The adage effectively says, if you have free time to complain, you have free time to physically take action first to rectify the problem in question and act. It “feels good” to complain, but it doesn’t fundamentally address the underlying problem and feels bad long-term.
I had a car recklessly pull out in front of me with very little time to react. I could have tried to honk my horn in that short space of time, trying to either ‘notify them’ of my existence and expressing my anger at how recklessly they pulled out in-front of me moments before crashing. But instead, I chose to act.
I frantically pulled sharp on the steering wheel in one direction to bring me around the car, then pulled sharply in the other direction so I wouldn’t collide with a treeline. I missed the car by mere centimetres, less than half-an-inch. Only after I had taken action and avoided the collision, did I opt to honk to express my frustration.
Could You Be Doing Something Else?
Before complaining, people should really be asking, a long, deep, soul-searching question, if there is any other action they could be undertaking prior to writing a complaint?

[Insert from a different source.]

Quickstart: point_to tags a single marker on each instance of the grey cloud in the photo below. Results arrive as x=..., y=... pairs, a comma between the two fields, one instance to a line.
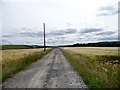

And I don’t mean the shallow, defeatist attitude where you think for a split-second and insist whilst flailing your arms and shrugging there is ‘absolutely nothing you can do’ and then immediately going back to complaining, but spending days at a time, deeply researching the topic to actually find productive ways you can help.
No Skills Does Not Mean No Action
Skills can be learned with time, but even if we assume, for whatever reason, you could never, ever learn a skill, this does not mean you can’t act.
If There Is No Struggle, There Is No Progress
Frederick Douglass
You absolutely definitely can act. If slaves could find ways to free themselves to become freedmen and women, then you, with all the modern conveniences and tools, should have a much easier time.
Money is tight and it is a cliche to say ‘just donate’, especially with rampant corruption within charities leading to profiteering, however you can approach those with the skills, with the knowledge, with the capabilities, and offer to help, and volunteer free time.
Even if this includes just making cups of coffee or tea, it is time you are saving them from mundane tasks so they’re able to freely tackle the big monsters in society. Time spent on trivial tasks is time not spent fighting corruption. Everyone has a role to play, and it isn’t always being the high powered lawyer or the whistleblower.
Set the Precedent
If your particular domain has no pre-existing leadership or groups you can work with, or feel comfortable working with, then you can start forging a path through the jungle.
That means researching the problem, identifying the causes, and finding meaningful solutions for those problems, then finding ways to get those solutions implemented, and no, it doesn’t just involve asking your local politician to fix the grift for you. Sometimes you literally have to do it yourself.
As they say, charity begins at home, and so does action. Complain a little less on social media, act a little more, and become the change you want to see in the world.